Last Call: Which Foods Does Canada Do Better Than The United States?

New York City feels like it's home to people from every country on earth, and yet I, born in raised in Gotham, did not meet a living, breathing Canadian until my mid-twenties. I'm not sure if they avoid the city entirely, or just keep a low profile so as not to be subjected to incessant jokes about maple syrup. Well over a decade after the rise of Jewish smoked brisket and Montreal bagels across New York, we've embraced the meat, but still have some (perfectly valid) concerns about those comically small bagels.

A few years ago, one of my homesick Canadian friends decided that on Monday nights, she'd transform her Lower East Side restaurant into "The Great Canadian Beer Hall," foregoing her famous fine dining menu for lowbrow Canadian fare. The wine list was swapped out for ice cold buckets of Molson; televisions were brought in to show hockey games and Meatballs. There was poutine and Crown Royal, Nanaimo bars and beaver tails, but the thing that threw me for a total loop was the nachos. Canadian nachos.

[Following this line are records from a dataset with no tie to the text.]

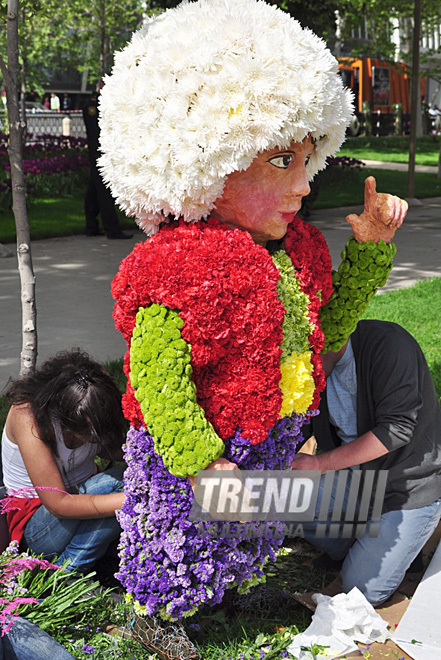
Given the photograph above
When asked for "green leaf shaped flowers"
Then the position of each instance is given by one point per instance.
(364, 268)
(161, 377)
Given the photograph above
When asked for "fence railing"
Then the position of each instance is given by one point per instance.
(51, 123)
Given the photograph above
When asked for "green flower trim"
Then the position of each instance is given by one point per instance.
(296, 324)
(364, 268)
(161, 377)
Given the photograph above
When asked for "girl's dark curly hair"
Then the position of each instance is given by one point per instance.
(79, 393)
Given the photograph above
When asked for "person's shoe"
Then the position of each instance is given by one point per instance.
(120, 235)
(98, 232)
(417, 566)
(167, 639)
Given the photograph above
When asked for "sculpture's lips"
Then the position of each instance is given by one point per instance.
(288, 216)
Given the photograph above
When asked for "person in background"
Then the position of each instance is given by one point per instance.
(55, 102)
(98, 199)
(380, 411)
(66, 101)
(59, 419)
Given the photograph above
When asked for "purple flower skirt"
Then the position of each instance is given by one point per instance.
(172, 566)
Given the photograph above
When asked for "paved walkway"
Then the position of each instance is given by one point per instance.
(73, 277)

The nachos were a replica of those served at legendary Toronto dive bar Sneaky Dee's, and they're brilliantly made on top of a full-sized pizza pan, giving the chips more than enough room to be spread into a single layer—an innovation that allows each and every chip to get coated with broiled cheese and toppings. It's a feat of engineering that's so simple, I was infuriated that they'd never been served to me that way before! Why had I been served mountains of sloppy nachos piled high more for the aesthetics than for pleasing me? Canada's bar food had bested the United States'. It wasn't the first time, and it most definitely won't be the last. What other snacks do they do better up north?